Another recruit said they were “shocked” by the news.
“It makes you feel as if you’re not a priority to them. The communication to recruits and within the recruitment staff seems very touch-and-go,” they said.
A police spokesperson said in response that “applications shortlisted in the affected wing were contacted on 16 December in relation to the delay, by email and by phone in the following days”.
The Herald can confirm the email contained no information on when training would recommence and some recruits are yet to receive the follow-up call.
Police halted recruitment in June last year, because of an increase in applications during the Covid-19 lockdown, but assured those already in the pipeline that their training would continue.
Executive director of people and operations Kaye Ryan said attrition rates as low as 2 per cent meant there was now “less of a need for police recruits,” despite police falling more than 400 short of the 2017 Government Coalition Agreement goal of adding 1800 new police officers above attrition over three years.
Ryan said the growth target was always funded over a five-year period.
The Police Association, however, believe police had to stop training because they had got ahead of their five-year budget, urging that the money be brought forward so training could restart immediately.
The Herald asked Police Minister Poto Williams why the Government was not advancing money from the five-year budget to train more officers now. A Government spokesperson said any decisions wouldn’t yet be made public.
“Police management has confirmed planning for further recruitment and training wings will be undertaken later this month,” the statement read.
“Any consideration around the release of more funding would be subject to budget and Cabinet approval processes, and decisions would be made public after those processes are completed and agreed.”
Earlier Act’s Firearms Law Reform spokeswoman Nicole McKee described the Police Minister’s silence over the weekend as a “cop-out”.
“You have to wonder what on earth is going on? It’s got really nothing to do with the attrition rates, it’s about getting more frontline police out there to keep our communities safe and support the frontline police that are out there at the moment coming face to face with this violent crime,” McKee told the Herald.
“It’s imperative that they bring the money forward and they fund their promises and if they can’t do that they need to explain to the public why … they need to be answerable to the things that are occurring and the fact that they’re not keeping their promises in my thoughts mean that they actually need to stand up and explain why to all of New Zealand.”

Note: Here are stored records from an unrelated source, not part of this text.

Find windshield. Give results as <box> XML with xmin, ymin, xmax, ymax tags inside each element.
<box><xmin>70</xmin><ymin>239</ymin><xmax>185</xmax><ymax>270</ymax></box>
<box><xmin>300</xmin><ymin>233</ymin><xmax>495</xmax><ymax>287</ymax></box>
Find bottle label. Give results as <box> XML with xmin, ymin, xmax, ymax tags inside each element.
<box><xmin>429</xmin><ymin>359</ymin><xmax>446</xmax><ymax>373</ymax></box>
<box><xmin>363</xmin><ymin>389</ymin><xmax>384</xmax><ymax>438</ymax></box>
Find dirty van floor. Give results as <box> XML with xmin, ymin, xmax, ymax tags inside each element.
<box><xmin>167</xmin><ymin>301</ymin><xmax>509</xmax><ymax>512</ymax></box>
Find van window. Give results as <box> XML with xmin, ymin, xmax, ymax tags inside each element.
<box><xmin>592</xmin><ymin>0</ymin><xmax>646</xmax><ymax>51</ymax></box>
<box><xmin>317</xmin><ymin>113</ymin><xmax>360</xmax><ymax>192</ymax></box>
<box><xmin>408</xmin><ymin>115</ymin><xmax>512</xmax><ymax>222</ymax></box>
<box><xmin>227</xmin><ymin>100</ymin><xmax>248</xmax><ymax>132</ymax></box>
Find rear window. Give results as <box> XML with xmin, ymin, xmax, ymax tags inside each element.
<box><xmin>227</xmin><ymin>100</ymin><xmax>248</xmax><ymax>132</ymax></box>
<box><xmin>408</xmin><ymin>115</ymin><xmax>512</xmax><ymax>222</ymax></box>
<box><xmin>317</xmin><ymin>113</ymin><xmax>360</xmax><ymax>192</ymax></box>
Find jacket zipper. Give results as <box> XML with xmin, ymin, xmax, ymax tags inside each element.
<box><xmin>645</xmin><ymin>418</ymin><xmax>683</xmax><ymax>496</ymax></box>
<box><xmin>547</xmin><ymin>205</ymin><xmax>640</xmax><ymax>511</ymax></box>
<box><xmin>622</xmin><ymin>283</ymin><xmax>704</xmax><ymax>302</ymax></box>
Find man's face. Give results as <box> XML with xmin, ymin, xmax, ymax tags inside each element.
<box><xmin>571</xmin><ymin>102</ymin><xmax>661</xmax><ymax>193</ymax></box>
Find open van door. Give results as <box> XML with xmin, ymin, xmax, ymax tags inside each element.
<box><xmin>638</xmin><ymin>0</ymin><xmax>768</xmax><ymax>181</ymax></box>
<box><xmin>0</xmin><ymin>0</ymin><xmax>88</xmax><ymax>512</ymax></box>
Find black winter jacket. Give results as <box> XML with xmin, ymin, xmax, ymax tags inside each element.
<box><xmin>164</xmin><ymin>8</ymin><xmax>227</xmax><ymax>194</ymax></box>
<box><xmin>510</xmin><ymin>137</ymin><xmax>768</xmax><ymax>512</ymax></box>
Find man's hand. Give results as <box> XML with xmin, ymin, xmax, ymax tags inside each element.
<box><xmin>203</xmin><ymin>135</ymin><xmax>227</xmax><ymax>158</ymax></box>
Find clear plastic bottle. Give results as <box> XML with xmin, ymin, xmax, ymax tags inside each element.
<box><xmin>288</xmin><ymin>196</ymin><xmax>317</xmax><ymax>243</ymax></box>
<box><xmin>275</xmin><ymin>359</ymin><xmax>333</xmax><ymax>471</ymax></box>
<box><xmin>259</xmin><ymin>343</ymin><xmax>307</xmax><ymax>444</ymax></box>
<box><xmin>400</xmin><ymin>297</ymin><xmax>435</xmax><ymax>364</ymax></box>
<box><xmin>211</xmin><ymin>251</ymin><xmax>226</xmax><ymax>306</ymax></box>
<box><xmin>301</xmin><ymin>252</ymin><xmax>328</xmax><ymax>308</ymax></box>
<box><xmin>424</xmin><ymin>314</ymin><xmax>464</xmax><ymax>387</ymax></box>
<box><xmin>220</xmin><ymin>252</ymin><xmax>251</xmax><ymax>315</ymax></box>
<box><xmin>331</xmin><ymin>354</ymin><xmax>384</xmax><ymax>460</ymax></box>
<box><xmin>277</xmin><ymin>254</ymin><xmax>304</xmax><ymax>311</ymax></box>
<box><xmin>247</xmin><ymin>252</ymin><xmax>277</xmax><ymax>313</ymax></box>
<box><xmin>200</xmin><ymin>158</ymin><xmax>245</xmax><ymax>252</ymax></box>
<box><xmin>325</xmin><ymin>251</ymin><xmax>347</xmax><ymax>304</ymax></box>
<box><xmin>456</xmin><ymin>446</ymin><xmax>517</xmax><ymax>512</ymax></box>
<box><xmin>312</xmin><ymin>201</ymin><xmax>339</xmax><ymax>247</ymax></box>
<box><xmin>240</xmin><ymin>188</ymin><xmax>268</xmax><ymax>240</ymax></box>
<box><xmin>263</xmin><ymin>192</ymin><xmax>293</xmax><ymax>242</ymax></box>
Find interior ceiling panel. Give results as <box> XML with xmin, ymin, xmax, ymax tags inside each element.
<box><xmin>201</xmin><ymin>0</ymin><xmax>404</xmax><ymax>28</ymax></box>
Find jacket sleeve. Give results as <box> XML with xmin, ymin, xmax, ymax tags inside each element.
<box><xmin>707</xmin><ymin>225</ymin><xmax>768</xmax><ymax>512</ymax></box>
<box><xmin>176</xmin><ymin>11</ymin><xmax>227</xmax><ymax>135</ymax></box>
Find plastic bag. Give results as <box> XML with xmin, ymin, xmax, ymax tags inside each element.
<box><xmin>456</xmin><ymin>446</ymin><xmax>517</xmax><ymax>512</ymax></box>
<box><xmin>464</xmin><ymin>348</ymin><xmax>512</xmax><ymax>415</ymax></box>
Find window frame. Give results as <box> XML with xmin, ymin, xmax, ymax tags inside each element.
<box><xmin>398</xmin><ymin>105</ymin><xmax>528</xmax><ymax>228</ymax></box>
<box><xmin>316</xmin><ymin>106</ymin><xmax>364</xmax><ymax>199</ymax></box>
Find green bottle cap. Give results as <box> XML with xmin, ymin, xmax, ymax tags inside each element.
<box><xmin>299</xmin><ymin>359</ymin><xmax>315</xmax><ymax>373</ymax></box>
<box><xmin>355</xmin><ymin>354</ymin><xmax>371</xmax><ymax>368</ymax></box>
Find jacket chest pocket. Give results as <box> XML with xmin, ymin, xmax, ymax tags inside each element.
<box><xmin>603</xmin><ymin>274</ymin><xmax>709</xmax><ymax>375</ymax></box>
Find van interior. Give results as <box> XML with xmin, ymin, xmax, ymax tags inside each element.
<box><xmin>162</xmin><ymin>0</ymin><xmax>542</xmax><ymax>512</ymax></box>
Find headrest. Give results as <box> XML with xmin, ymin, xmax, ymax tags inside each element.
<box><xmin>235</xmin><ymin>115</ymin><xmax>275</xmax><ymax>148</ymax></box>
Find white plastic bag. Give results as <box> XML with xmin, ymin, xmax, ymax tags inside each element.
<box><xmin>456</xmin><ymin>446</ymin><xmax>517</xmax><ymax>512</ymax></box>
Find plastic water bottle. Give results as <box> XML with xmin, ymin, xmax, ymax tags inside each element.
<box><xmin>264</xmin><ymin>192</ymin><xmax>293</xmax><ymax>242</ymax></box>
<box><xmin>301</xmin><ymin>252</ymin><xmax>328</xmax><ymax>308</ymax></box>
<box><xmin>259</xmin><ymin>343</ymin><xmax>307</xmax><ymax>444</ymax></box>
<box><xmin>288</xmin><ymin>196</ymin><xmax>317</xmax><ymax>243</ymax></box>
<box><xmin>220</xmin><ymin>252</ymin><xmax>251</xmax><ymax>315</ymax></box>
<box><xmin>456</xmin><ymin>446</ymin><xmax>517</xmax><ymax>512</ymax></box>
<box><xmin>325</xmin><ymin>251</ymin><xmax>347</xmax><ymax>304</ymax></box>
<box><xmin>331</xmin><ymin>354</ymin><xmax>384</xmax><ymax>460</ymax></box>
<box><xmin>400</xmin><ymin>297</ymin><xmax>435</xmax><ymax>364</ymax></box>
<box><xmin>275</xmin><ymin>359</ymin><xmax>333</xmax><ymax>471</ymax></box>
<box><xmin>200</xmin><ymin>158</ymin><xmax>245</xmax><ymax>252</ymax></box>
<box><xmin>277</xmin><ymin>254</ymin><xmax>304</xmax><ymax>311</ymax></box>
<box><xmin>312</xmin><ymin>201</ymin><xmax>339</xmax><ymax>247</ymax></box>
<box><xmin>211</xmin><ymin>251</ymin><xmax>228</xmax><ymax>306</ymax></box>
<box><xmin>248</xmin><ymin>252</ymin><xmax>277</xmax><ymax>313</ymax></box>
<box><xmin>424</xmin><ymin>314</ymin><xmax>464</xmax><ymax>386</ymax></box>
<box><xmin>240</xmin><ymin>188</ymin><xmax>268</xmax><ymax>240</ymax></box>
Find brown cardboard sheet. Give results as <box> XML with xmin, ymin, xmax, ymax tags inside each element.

Meanwhile, former Police Sergeant Peter Daly, who served 27 years in the police force, pointed to larger issues within the recruitment process.
After stepping down in 2015, he applied to rejoin before withdrawing his application three years later after being told no new spots were available.
He said the system was “dehumanising and broken”.
“It’s super frustrating when you’re on the outside trying to get in and you’re told there aren’t any vacancies when you know from everyone you’re speaking to that there are vacancies right across the organisation,” he said. “There are positions that they need to fill. There isn’t a single manager sitting there saying they have all the staff they would ever need or want.
“You’ve got all these people jumping through the hoops they’ve been told to jump through with really not good chances that they’re going to end up in the job.
“It leaves you feeling like the system is absolutely appalling.”